There were two tiny exceptions. One, after waiting in line for the Eiffel Tower for like an hour, they closed the top of it. The lady took our money, gave us tickets, and then told us it was closed. I said, I don't understand. We can't go up? Why are you giving us tickets? She said we could still go to the first level. I said, well, if we can't go to the top I'd rather not go. This was apparently like telling her that I'd like to vomit in her pants (just FYI, I worked on that one for like five minutes and that's the best I came up with. I thought, vomit in... her eyes? Her mouth? Ear? Why the head, why do I have to vomit somewhere on her head? Why do I have to vomit at all? Isn't there some other horrible and insulting thing to do? But if I scrap vomiting, where does that leave me? I'm back to the drawing board without vomiting. Let's just vomit in her pants and be done with it!). So she took back our tickets, got money out of her register, and literally THREW it us. This is the sort of grounding event that will remind you you're only royalty at the airport.
The other minor incident was heading to the train station very early one morning we got on a metro train that seemed to be conveniently waiting for us as we went down the stairs.

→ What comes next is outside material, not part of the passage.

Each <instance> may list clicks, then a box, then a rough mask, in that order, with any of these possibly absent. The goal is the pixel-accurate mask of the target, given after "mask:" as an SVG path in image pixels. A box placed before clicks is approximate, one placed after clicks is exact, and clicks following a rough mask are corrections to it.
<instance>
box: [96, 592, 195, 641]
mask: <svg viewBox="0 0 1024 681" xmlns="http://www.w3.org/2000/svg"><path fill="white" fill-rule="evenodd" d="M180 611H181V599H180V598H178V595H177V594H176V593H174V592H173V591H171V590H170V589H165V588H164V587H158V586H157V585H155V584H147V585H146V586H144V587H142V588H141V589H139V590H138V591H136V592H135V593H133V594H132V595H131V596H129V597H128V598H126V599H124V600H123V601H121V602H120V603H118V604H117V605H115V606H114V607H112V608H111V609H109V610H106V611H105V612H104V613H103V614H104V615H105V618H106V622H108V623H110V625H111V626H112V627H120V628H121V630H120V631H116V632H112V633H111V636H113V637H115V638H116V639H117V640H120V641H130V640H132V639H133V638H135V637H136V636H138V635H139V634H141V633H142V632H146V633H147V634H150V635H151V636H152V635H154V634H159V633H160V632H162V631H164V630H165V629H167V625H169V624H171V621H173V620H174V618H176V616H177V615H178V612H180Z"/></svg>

We put down our luggage and waited patiently. Then the doors closed but the train didn't move. And then the power went out. We thought, this is... odd, but didn't particularly worry about it. And then a police officer with a police dog came walking down the stairs and noticed us on this train and RAN to the doors SHOUTING and began to try to pry them apart as if he were trying to save us from some horrible fate that our American brains could not even fathom (like, say, someone vomiting in our pants). So I got freaked out and went to the door and tried to help him pry them open, but with no power they were stuck. Then another train pulls into the station, the train we should have been waiting for all along, and apparently the train this police officer was also waiting for. So he looked at us, trapped on a subway, then looked at his train, and said, I'm so sorry, and ran across the station with his dog and jumped on the other train. As it left the station, car after car of people just stared at us, identical, 'ah, that's a real shame' expressions on all their faces.
When the other train left it got very quiet again, and so we started to yell and look for buttons and other ways to make our situation much better or much worse, when an old French man who looked like he'd been ordered out of a stereotype catalog, right down to the hunched gait, the dapper clothes, and the baguette, comes walking along side the train. I moved to the windows and walked along side him saying, "Sir, sir, can you help us? We're apparently trapped on this train bound for incineration and if you could just maybe tell someone that we're-" And then he stopped, looked up at us and very slowly just shrugged his shoulders, and carried on. When an old man shrugs at you when you're begging for help, there's really not much else you can say. And that's when the power came on, the train started to go, and after a lengthy trip through the innards of the Parisien home for out of service trains, Amy, myself, and our bags full of pilfered hotel slippers, eventually got to Cannes.